A população urbana passou de 30% a 85% em duas décadas. Setenta milhões de pessoas migraram. Isso envolveu a sociedade inteira e precisou de uma imensa coerção econômica e altas doses de violência. Houve uma reconfiguração das classes trabalhadoras. Mas, antes, e para receber as novas levas, as fábricas organizaram a produção com novas rotinas: nada de assembleias dentro dos espaços de produção. Nem circulação dos trabalhadores pelas diferentes seções. Instituiu-se o uso de crachá. Os patrões fizeram sua parte, criando rotinas de vigilância articuladas com o Estado. A repressão internalizou-se nas empresas até à minúcia. Não só visava os militantes, mas qualquer gesto de resistência à nova organização da produção. Havia que blindar o capital da possível articulação de resistência de um operariado jovem, sem disciplina fabril e numericamente tão forte que podia se sentir capaz de enfrentar essa nova forma de organização do trabalho.

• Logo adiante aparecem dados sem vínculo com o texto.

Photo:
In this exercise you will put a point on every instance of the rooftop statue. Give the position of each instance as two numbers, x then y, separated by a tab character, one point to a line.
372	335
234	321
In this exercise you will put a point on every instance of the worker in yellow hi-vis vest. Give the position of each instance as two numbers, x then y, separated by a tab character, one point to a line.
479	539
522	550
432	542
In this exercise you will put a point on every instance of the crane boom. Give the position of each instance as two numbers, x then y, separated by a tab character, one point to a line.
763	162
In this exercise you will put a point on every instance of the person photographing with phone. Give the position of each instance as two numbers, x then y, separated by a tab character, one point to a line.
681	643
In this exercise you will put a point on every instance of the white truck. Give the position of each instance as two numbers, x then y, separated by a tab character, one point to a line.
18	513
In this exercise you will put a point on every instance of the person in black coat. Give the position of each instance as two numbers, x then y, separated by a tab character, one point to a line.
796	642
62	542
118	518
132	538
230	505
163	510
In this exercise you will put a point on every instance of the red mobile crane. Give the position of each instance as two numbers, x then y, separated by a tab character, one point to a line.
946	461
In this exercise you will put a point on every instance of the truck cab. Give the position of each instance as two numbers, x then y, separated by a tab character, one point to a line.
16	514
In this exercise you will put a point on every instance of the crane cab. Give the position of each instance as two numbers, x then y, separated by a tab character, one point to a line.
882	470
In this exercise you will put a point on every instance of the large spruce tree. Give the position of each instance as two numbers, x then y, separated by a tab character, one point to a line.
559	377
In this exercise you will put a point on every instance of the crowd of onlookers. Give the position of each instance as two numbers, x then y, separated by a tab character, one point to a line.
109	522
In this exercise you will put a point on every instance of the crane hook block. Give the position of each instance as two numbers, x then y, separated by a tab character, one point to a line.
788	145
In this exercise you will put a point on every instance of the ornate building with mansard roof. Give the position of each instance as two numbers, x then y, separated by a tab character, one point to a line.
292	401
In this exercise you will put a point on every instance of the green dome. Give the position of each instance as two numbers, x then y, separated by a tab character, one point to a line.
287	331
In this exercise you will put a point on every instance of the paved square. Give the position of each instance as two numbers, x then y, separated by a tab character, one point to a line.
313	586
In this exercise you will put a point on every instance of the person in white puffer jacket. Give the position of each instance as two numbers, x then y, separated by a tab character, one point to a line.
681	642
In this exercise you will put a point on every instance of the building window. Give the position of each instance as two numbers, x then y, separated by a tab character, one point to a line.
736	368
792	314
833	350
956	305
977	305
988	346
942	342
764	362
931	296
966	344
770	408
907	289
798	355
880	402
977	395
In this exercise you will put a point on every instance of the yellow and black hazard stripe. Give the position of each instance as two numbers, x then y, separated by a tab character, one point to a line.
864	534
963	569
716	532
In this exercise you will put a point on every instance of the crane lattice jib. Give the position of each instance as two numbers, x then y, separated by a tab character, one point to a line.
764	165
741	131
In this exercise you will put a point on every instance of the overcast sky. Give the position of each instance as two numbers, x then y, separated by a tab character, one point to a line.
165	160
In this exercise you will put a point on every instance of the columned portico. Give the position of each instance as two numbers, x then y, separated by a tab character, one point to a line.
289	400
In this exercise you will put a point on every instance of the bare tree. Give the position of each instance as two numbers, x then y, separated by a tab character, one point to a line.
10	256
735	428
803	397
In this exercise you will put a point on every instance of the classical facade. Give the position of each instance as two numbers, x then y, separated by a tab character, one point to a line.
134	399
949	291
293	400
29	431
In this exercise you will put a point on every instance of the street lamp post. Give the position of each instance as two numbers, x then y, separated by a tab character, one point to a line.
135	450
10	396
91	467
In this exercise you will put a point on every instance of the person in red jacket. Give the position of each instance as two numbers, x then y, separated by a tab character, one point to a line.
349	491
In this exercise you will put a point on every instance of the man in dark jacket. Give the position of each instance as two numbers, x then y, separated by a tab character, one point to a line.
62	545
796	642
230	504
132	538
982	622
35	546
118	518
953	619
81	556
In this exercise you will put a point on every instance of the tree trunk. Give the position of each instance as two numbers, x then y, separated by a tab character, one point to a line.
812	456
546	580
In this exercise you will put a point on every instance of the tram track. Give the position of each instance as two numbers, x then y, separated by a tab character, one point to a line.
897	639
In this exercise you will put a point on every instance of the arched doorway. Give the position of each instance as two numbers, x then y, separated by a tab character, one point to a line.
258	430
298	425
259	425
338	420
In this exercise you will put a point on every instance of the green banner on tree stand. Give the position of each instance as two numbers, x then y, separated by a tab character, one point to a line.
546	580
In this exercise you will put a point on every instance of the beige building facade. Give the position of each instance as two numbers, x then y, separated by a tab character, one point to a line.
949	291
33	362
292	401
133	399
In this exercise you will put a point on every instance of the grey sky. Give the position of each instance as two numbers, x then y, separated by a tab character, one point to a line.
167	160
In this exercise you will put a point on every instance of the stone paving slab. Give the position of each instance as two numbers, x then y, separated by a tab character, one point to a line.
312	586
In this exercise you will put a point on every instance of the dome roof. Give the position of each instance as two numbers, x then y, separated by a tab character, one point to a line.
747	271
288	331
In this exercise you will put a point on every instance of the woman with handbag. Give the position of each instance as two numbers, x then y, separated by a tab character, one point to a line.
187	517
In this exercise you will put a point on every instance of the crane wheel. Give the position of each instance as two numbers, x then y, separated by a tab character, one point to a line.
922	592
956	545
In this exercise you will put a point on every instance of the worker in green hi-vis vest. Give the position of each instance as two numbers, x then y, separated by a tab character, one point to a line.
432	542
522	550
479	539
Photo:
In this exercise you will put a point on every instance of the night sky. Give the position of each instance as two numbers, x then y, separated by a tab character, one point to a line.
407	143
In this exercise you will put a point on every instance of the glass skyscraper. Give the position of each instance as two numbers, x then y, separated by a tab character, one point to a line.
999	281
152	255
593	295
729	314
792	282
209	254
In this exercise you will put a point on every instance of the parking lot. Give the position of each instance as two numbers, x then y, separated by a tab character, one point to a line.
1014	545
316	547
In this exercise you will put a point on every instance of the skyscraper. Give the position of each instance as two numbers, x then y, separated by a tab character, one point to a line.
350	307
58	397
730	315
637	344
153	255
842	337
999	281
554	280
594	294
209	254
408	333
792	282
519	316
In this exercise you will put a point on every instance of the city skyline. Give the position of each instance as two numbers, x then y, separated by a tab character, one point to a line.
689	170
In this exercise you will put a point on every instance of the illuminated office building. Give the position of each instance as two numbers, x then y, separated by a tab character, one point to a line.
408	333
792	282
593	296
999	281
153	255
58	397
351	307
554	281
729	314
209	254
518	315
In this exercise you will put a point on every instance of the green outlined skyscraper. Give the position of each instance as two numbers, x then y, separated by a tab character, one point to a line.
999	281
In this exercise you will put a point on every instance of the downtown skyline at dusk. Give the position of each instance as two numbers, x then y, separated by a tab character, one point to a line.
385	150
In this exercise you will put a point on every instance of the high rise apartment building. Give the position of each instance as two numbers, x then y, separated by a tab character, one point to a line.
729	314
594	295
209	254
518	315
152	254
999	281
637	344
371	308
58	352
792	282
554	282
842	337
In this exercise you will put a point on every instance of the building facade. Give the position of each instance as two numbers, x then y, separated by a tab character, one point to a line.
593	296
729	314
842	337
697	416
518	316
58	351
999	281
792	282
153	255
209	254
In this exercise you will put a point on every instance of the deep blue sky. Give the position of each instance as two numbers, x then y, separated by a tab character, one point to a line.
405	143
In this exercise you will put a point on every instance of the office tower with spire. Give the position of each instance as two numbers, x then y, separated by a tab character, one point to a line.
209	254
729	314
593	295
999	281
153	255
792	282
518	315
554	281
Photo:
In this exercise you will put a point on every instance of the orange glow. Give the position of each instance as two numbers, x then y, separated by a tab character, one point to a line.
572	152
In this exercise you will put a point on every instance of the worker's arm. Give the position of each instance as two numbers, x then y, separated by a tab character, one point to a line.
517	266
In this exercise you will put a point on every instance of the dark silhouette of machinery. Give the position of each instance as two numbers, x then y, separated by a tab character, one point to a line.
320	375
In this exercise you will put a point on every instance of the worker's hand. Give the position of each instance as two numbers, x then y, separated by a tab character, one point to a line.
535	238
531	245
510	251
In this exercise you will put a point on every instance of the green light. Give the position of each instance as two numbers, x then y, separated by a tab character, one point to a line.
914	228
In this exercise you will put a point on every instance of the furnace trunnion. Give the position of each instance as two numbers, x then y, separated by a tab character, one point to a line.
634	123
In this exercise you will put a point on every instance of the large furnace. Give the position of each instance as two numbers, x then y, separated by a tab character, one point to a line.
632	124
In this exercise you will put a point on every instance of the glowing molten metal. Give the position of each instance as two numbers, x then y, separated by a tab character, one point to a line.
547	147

As grandes obras de infraestrutura de produção e energia, e de logística também, mobilizaram enorme quantidade de braços, deslocando trabalhadores em grande número para os canteiros de obras. Gentes de todas as regiões do Brasil que precisavam ser disciplinadas à ponta de fuzil, para cumprir com os prazos e deixar o território brasileiro pronto para que o sangue de suas riquezas pudesse ser extraído e exportado.
Mas os fuzis eram insuficientes para disciplinar. Era preciso agir sobre a alma dos brasileiros. As cadeias de televisão e rádio precisavam funcionar em uníssono, feito orquestra bem afinada, fazendo da ordem e do desenraizamento uma positividade. Surgiu a rede Globo. A expansão da educação básica vinha junto com uma ação ideológica em prol dessa nova ordem. Escolas e mídias apresentando o consumo como a felicidade da vida.
As forças armadas brasileiras não se limitaram ao Brasil. Treinadas pelos Estados Unidos, compuseram com certo protagonismo a articulação da repressão no Cone Sul: o Comando Condor.
Quando seu serviço estava concluído, organizaram uma retirada parcial e blindada. Aquilo que o general Golbery do Couto e Silva, ideólogo da ditadura e ex-chefe da Casa Civil, chamou de “transição lenta, gradual e segura”. Dois dispositivos garantiriam essa transição: a lei de anistia aos repressores e a manutenção da militarização da Amazônia. Se a primeira foi explícita, a segunda permaneceu sem muito escândalo como “cláusula pétrea”. Os sucessivos governos civis mantiveram a ordem do padrão de dominação imposto durante a ditadura a ferro e fogo. As empresas que procuraram na ditadura um caminho para otimizar os lucros são as mesmas que se beneficiaram com os sucessivos governos civis.
Hoje, a dinâmica do capital vai desenvolvendo um novo modelo, com redes de acumulação de alcance planetário e cada vez mais elos dessas cadeias extraindo riquezas pelo recurso à pilhagem. A implantação desse novo modelo não pode ser levada adiante senão com um certo grau de militarização das áreas de extração e a rede de conectividade logística e de energia. Os dispositivos estão aí, intactos. As ações preventivas para blindar o novo modelo, a postos. Nenhum governo civil os desmontou. É melhor estar alerta.